However, their ventures beg the question of whether a single-store model will succeed where a multiple-store model failed. Doesn't popular wisdom favor strength in numbers? Not necessarily, say Hurley and Goldin. Although having multiple stores held certain advantages, even with five stores Schwartz wasn't able to order nearly enough books to enjoy the discounts offered to big-box retailers. And supporting multiple locations, as well as a corporate office, became increasingly difficult to sustain.
For Hurley the inflexibility of Schwartz's infrastructure was a crippling challenge. "When times are good, that all works great, but when sales drop like they have for the past year, it's very difficult to make that shrink and still function," she says.
Even retail giants are suffering the drawbacks of an enormous footprint. Clearly, the future of bookstores lies in running a tighter ship and keeping overhead down. Goldin and Hurley have tailored their enterprises accordingly, reverting to more flexible and lean practices.
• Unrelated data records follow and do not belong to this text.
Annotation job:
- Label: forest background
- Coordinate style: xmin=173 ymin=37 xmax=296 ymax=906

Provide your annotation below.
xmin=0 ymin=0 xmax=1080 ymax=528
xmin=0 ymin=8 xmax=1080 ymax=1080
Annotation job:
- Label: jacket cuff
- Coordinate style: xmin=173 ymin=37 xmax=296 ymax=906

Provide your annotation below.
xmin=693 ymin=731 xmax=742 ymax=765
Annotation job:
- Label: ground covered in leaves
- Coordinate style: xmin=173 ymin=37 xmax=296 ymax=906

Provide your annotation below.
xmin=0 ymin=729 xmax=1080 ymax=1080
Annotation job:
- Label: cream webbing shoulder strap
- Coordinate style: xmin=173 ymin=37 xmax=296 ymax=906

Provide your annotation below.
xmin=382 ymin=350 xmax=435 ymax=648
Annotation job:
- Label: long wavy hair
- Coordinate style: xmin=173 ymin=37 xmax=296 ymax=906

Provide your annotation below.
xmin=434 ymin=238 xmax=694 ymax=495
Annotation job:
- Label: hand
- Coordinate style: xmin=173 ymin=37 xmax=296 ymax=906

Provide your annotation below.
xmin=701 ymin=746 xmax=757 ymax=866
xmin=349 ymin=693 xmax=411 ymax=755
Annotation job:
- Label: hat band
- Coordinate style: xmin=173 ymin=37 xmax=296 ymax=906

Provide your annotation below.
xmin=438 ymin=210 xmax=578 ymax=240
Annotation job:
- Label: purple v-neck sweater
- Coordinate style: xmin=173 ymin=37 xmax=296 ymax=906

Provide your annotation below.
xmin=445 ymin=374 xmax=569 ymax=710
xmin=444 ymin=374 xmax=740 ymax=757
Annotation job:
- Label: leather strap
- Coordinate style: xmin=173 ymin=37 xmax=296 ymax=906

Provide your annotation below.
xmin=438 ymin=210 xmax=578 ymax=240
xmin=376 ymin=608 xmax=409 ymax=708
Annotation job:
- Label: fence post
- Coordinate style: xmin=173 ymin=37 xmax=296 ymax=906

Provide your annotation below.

Although both have retained a comparable number of employees in each store (about 13), they are putting them to greater use.
"We're all on the floor, we're filling shifts and I have booksellers buying books with me instead of a manager," Goldin says. "I think it's a win-win. Now I have booksellers filling in the professional positions and they feel more engaged than before."
Stability and Change
Considering Schwartz's eventual demise, change for the new stores was imminent, right? Wrong, Hurley says: "I don't think anything Schwartz was doing on a store level contributed to its downfall."
Although she has a number of ideas she'd like to implement, she's not in a hurry to give the entire enterprise an about-face. "Every customer I've talked to says, 'Don't change a thing.' They want stability… and I think now it's good to keep some stability going."
Goldin describes his approach as "historical precedent-with a tweak. Every time you come there might be something different."
He plans to stock more used books, traditionally far more profitable than new. More importantly, he plans to place them alongside new books.
"It might work, it might not. We're trying a lot of ideas," he says. "And that's the thing. With one store you have the ability to turn on a dime. When you have the layers of people, it's harder."
He also plans to encourage browsing. "The old mantra was 'finding,' and that's how stores were set up. What studies show is that that's the business that disappears," he explains. "The more people know what they want, the more likely they are to get it online."
He's planning on creating subsections in areas like fiction so people can find things similar to what they've read and liked, "sort of like 'tagging' in real life."
Both stores are committed to following Schwartz's precedent for author readings, which will offer an occasion for the two stores to pair up.
"We're a little nervous because we won't have the same pull as before, but we're saying to [publishers], 'If you can bring an author, they can read at both stores.' More bang for the buck," Hurley says.
Despite the uncertainty facing independent booksellers, both managers draw courage from the inimitability of the real-life bookshop experience, and believe their pared-down infrastructures will sustain them.
"I'm not as worried as naysayers are about the future of independent bookstores," Hurley says. "I actually think the independent bookstore is going to come out ahead when this recession is over. We're a little bit over-retailed in this country in general and the big-box stores are struggling as much as all retail. But unlike a small independent bookstore, they can't shrink as easily.
"I keep thinking Schwartz started during a depression and I think it's a good time to start a business if you can survive low sales," she adds. "It's sort of like a phoenix rising from the ashes."